Dagster (hosted on Dagster Cloud) was chosen as our orchestrator tool due to its asset-based orchestration capabilities and seamless integration with dbt and Airbyte. A Dagster project was created, the underlying files for which can be found in the `orchestrate` directory as well as the root folder of the project.
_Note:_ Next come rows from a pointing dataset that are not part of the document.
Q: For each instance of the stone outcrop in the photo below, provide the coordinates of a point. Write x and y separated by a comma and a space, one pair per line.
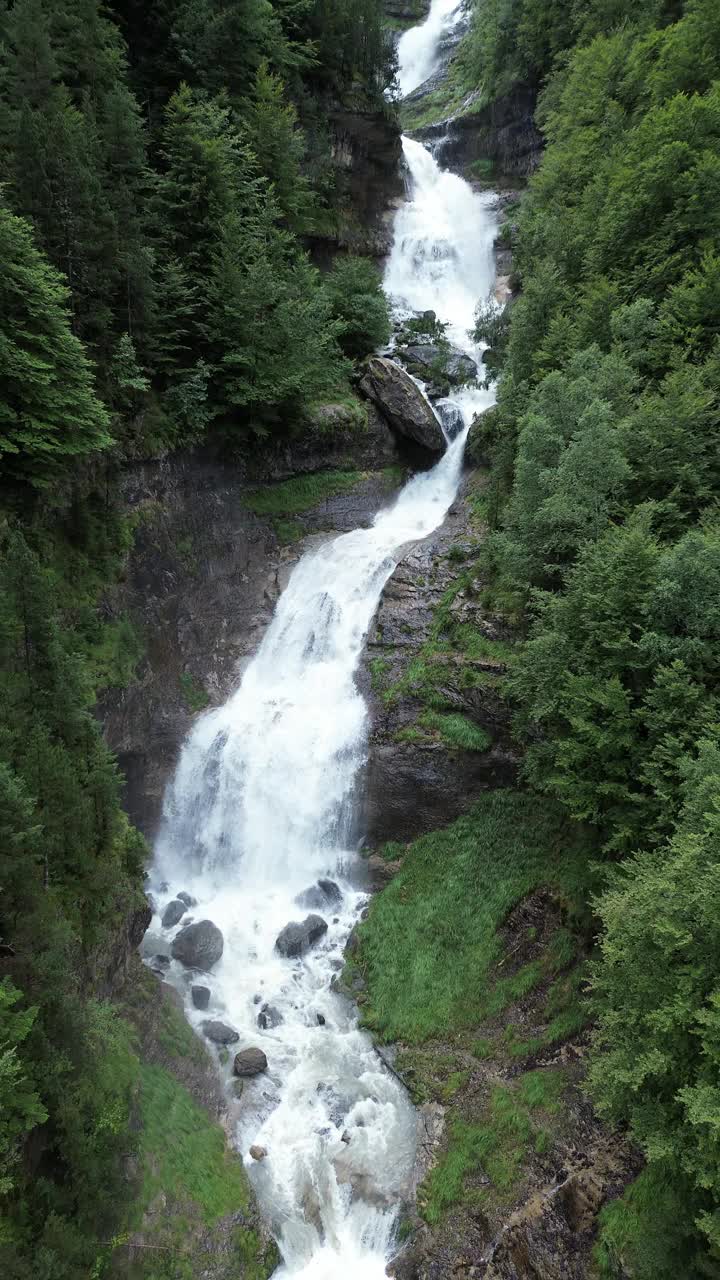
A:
401, 402
173, 913
415, 782
219, 1032
204, 576
199, 946
367, 158
249, 1063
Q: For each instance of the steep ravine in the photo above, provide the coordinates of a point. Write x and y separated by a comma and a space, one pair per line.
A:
203, 583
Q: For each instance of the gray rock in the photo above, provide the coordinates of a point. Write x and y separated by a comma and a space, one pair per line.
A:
451, 417
268, 1018
200, 996
381, 871
250, 1061
402, 402
297, 937
199, 946
173, 913
320, 896
219, 1032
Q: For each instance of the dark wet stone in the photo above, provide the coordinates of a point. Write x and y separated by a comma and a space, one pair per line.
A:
219, 1032
250, 1061
173, 913
297, 937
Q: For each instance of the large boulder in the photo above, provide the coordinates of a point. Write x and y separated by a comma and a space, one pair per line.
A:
199, 946
402, 402
250, 1061
441, 362
219, 1032
297, 937
320, 896
173, 913
268, 1018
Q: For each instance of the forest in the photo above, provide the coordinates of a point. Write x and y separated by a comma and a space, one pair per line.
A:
165, 168
606, 544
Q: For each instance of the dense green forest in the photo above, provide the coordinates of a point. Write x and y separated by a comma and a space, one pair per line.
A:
606, 544
164, 167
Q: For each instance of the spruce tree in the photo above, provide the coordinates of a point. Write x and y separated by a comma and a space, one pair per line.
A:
49, 411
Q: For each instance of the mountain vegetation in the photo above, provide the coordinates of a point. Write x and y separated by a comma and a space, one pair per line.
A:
164, 169
605, 548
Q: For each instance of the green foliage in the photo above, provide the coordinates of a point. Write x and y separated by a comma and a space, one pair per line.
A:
194, 694
49, 414
458, 731
656, 995
431, 942
358, 302
605, 483
511, 1125
21, 1109
301, 493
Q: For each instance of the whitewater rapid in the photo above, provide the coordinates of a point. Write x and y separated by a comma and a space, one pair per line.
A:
264, 804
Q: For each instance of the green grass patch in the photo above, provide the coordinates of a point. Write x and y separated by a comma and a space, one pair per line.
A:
195, 696
185, 1153
114, 657
513, 1125
432, 937
458, 731
301, 493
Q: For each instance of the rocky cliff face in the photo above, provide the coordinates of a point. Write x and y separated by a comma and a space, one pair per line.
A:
418, 778
502, 132
367, 156
203, 580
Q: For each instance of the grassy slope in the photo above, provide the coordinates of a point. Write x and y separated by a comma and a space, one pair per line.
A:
473, 958
192, 1208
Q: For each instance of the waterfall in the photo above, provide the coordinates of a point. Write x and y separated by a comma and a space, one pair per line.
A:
261, 807
418, 48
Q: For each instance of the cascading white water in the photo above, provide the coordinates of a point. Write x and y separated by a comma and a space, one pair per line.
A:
418, 48
261, 807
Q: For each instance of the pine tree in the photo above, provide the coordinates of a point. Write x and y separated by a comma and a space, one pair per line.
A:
49, 412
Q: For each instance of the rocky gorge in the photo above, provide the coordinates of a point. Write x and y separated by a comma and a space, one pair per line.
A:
209, 565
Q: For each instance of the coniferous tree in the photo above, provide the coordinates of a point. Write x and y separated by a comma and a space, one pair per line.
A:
49, 412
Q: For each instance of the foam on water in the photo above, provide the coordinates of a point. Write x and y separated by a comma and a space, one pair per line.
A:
263, 803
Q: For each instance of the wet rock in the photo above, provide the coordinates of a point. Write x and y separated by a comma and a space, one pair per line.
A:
199, 946
250, 1061
320, 896
451, 417
402, 402
381, 871
441, 362
219, 1032
297, 937
173, 913
268, 1018
200, 996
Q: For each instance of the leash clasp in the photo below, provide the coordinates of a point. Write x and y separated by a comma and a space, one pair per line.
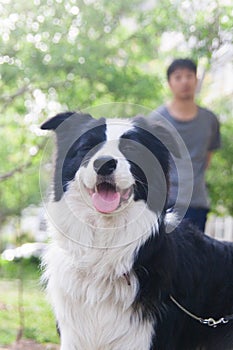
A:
211, 322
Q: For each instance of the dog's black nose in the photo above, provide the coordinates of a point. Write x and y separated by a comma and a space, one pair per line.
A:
105, 165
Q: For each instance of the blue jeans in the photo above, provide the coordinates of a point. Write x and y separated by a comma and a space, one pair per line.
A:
197, 216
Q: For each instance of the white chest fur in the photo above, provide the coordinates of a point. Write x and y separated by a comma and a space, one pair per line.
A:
94, 306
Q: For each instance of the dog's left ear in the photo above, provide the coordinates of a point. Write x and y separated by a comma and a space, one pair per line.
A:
73, 117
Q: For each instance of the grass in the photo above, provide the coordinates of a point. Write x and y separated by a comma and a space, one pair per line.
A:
38, 319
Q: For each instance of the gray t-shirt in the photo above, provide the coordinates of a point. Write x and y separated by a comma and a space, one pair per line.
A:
200, 135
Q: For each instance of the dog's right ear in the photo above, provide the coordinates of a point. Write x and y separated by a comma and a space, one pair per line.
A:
54, 122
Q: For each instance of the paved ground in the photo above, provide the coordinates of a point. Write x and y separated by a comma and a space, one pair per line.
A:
30, 345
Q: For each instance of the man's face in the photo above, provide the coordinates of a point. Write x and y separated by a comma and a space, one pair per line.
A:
183, 83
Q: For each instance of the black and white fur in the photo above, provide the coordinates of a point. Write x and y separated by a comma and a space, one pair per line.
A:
110, 271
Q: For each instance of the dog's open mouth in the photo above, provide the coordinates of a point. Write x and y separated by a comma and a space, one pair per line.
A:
107, 197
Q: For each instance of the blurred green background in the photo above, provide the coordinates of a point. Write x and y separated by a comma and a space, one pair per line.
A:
57, 55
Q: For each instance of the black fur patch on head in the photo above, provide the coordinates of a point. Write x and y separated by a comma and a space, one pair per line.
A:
149, 160
79, 136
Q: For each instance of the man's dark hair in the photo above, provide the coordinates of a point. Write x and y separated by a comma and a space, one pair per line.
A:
181, 63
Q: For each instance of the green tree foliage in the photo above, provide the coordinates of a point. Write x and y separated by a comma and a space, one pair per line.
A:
73, 54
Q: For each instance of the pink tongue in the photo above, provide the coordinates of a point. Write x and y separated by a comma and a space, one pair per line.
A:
106, 201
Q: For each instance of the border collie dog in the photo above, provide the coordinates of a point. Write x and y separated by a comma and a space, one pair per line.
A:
116, 279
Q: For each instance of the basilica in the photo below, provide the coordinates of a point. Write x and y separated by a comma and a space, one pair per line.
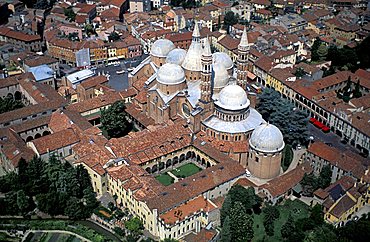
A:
209, 92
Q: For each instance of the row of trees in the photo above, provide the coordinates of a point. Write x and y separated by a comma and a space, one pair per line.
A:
114, 120
311, 182
236, 214
54, 187
347, 92
291, 121
8, 104
342, 58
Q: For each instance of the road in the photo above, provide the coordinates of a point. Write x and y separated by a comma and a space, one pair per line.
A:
120, 81
55, 234
329, 138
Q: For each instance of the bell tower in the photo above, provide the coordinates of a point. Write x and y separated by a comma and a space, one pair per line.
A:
206, 74
242, 62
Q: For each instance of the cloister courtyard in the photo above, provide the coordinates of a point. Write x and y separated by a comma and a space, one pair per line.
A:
171, 176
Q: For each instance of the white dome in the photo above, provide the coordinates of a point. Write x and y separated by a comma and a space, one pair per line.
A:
222, 58
162, 47
233, 97
176, 56
221, 77
170, 74
193, 58
267, 138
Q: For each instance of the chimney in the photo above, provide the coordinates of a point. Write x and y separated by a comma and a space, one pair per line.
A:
253, 99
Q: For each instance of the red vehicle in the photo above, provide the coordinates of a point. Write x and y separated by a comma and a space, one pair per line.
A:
325, 129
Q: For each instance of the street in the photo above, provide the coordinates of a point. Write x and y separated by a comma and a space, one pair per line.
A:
120, 81
330, 139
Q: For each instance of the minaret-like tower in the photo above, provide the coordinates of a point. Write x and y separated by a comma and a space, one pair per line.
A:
206, 74
242, 62
196, 33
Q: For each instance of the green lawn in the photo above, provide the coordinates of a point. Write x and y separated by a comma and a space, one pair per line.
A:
296, 208
6, 237
52, 237
186, 170
165, 179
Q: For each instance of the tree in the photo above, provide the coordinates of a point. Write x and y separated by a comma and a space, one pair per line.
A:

Additionally, Dagster Cloud generates GitHub Actions Workflows which can be found in the `.github/workflows` directory.

Dagster automatically generates a `setup.py` file (located in the project root folder), which can be altered to include necessary packages. Run `pip install -e ".[dev]"` to install the necessary dependencies.
Dagster automatically generates a `setup.py` file (located in the project root folder), which was configured to include necessary packages. Run `pip install -e ".[dev]"` to install the necessary dependencies. Run `dagster dev` to start the locally-hosted Dagster UI.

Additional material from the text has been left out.